Glasgow beat the Tongans there, almost gained the upper hand over the All Blacks, and the stadium became synonymous with sporting drama, drams and Donnybrooks. Then, amid the professional side's move to Firhill – and now Scotstoun – the Hillhead-Jordanhill club members had to decide on how best to prepare for a future where they wouldn't simply survive, but thrive and flourish.
The process hasn't been straightforward – the RBS National League side's coach, Derek Busby, was masterfully understated in describing the process of redeveloping the stadium and facilities as "two years of hassle" – but gradually, it is evident that the "Hills" are alive to the prospect of returning to the sport's highest echelon in the next few seasons.
Their first XV are fourth in the league, their seconds are top of their division, their thirds (or 2As) have served notice of their potential and their women's team, coached by Fiona Reardon, and such willing lieutenants as Caine McIntyre, Douglas Grove, Lindsey Smith and Amanda Moore, have collected 34 from 35 points in seven fixtures, and are favourites to win their competition. All of which underpins the scale of the resurgence which has occurred at this organisation, both on and off the pitch.

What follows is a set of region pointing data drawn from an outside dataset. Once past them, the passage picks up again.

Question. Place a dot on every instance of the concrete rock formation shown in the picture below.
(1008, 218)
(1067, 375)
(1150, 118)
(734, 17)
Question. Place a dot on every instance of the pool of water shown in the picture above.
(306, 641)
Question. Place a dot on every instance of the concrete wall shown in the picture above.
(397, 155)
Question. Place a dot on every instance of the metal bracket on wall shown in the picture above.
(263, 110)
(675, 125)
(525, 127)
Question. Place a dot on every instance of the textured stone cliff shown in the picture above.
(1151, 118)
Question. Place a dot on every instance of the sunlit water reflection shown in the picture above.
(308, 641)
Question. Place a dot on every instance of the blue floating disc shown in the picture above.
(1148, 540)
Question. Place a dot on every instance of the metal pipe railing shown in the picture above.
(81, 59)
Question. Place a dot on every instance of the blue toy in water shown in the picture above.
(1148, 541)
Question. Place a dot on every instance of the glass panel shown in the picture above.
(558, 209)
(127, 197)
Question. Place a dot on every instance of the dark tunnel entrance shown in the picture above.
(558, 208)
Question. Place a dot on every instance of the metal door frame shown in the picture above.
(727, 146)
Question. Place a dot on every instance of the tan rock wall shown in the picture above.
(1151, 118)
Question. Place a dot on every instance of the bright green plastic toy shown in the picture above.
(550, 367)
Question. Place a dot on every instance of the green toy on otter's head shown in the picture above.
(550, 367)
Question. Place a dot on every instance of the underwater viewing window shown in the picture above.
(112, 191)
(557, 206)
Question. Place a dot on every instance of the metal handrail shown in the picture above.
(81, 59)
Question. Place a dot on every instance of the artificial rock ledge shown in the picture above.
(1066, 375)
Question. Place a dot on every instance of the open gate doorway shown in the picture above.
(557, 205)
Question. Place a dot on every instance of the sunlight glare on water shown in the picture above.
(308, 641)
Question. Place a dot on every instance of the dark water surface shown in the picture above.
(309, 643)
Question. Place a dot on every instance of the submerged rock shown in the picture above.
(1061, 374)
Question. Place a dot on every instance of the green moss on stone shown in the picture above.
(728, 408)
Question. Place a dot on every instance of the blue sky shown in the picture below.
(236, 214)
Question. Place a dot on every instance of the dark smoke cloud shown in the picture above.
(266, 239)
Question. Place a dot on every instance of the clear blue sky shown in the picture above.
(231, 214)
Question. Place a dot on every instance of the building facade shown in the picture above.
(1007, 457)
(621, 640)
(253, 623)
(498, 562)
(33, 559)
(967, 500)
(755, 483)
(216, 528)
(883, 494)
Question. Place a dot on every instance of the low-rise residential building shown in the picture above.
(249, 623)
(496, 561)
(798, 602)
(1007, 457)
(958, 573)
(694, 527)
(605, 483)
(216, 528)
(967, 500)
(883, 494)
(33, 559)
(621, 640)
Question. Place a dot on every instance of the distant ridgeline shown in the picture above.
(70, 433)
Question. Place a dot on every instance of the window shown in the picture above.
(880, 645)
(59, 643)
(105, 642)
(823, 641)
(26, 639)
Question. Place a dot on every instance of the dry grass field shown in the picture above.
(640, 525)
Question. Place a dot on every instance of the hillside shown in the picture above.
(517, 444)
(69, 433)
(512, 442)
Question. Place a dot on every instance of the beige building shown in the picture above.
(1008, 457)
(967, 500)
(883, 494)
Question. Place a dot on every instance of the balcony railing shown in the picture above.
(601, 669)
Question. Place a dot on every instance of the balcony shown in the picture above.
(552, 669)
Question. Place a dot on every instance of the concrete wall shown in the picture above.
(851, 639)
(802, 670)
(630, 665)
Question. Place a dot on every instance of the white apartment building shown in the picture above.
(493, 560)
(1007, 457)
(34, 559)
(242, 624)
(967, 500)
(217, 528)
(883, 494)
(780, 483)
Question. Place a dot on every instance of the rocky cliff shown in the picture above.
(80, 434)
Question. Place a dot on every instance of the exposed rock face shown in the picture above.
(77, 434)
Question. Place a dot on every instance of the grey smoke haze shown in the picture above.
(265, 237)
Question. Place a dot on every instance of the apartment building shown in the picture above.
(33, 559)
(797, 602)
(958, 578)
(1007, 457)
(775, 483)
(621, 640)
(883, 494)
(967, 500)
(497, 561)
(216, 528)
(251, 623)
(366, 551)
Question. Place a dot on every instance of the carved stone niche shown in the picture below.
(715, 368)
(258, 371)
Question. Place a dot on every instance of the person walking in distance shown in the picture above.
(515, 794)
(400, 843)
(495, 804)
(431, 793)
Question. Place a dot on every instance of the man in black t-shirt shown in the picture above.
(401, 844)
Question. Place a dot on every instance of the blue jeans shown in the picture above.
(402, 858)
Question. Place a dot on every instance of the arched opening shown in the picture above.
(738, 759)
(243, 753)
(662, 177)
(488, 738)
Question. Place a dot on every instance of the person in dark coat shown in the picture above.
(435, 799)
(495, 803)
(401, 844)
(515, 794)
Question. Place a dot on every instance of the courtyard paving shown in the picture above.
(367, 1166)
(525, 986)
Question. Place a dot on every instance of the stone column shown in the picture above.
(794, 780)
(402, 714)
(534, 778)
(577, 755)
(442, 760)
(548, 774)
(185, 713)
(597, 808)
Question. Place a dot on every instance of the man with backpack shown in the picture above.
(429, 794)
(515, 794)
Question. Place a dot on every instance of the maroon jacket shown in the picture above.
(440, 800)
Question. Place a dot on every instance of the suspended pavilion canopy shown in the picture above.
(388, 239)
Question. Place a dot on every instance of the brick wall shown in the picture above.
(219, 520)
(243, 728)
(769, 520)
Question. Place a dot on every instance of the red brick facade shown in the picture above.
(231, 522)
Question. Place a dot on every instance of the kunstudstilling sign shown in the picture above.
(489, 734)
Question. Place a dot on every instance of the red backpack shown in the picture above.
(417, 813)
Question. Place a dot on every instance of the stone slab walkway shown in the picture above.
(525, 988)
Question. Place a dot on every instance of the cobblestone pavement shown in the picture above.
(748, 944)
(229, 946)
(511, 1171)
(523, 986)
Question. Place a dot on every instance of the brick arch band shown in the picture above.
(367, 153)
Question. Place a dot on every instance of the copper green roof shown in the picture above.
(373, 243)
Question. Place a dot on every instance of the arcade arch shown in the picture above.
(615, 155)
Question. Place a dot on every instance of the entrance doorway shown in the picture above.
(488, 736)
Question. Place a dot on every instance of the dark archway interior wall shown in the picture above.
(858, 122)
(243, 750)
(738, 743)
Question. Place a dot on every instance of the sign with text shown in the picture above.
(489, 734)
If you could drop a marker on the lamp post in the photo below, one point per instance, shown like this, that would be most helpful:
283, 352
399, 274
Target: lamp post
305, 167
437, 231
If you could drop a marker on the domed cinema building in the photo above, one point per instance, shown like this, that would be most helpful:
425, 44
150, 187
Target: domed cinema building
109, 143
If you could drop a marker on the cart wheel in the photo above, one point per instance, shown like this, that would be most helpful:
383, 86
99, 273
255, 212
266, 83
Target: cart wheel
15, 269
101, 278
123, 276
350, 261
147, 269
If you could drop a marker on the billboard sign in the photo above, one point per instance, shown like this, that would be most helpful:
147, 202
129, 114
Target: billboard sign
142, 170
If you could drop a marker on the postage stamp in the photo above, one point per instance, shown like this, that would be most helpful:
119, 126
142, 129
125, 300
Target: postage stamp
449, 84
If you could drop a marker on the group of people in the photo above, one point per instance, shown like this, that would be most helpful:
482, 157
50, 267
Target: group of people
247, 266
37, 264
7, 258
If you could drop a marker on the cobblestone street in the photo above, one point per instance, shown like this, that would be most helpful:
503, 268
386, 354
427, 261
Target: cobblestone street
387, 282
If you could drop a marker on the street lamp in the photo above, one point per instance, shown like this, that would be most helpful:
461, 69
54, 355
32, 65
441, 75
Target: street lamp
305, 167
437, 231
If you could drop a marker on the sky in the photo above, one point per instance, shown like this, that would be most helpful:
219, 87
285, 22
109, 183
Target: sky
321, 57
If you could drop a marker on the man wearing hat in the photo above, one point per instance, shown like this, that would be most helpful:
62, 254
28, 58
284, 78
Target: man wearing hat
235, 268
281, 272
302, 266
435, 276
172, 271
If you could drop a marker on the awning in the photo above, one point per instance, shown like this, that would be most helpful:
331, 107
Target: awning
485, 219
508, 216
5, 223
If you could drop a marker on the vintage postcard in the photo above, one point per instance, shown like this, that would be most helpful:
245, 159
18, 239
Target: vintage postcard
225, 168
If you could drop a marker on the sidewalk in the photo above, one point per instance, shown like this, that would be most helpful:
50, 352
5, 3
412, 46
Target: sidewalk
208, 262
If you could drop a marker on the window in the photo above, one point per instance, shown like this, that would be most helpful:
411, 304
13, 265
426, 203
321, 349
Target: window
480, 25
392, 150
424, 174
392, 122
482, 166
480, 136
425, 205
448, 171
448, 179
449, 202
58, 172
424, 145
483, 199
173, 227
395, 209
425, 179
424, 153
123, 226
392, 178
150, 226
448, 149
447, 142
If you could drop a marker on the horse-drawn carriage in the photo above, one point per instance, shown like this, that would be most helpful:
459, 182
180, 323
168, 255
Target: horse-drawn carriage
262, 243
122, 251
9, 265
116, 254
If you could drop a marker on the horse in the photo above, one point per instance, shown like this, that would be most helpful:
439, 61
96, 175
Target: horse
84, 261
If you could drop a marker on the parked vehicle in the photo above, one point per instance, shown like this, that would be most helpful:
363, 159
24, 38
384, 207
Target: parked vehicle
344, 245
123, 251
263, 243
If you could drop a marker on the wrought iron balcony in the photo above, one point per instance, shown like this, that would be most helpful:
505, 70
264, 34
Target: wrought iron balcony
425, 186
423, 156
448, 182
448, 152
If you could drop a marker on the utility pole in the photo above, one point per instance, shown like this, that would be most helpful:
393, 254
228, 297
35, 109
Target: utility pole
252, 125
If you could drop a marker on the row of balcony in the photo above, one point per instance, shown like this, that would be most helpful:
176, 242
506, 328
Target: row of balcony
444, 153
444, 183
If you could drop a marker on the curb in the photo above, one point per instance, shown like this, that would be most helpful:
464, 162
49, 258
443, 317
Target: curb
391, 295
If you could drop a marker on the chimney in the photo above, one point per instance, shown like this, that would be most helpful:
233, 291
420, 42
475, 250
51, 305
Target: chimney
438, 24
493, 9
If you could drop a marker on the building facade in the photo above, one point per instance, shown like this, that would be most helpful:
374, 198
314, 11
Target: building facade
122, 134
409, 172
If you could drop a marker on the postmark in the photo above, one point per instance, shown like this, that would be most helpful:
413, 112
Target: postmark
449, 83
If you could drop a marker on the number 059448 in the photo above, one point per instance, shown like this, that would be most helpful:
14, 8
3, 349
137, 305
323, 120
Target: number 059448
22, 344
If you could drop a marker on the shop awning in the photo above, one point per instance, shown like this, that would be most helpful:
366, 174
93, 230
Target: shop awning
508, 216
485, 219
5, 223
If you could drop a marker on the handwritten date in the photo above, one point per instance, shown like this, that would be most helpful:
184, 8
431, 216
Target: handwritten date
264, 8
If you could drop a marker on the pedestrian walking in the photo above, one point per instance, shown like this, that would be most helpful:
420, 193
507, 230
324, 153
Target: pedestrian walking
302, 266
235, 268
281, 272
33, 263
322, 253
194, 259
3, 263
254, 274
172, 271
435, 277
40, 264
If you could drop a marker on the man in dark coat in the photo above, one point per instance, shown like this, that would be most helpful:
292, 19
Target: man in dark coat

"It has been a good season, but perhaps it's a sign of how things are changing that I feel we should be third, not fourth, in the championship, because we have lost two matches that we should have won and there is a real buzz about the club," said Busby, whose charges were denied the opportunity to grapple with Hawick, due to the cold snap with struck Scotland at the weekend. "This is a tough event, and there isn't that much between many of the clubs: [leaders] Watsonians are, by far, the best in the league, while Glasgow Hawks and Hawick are very similar and evenly-matched. But I don't think any of them are unbeatable and we have produced some good performances and decent results and there is a genuine sense that something exciting is happening at this place."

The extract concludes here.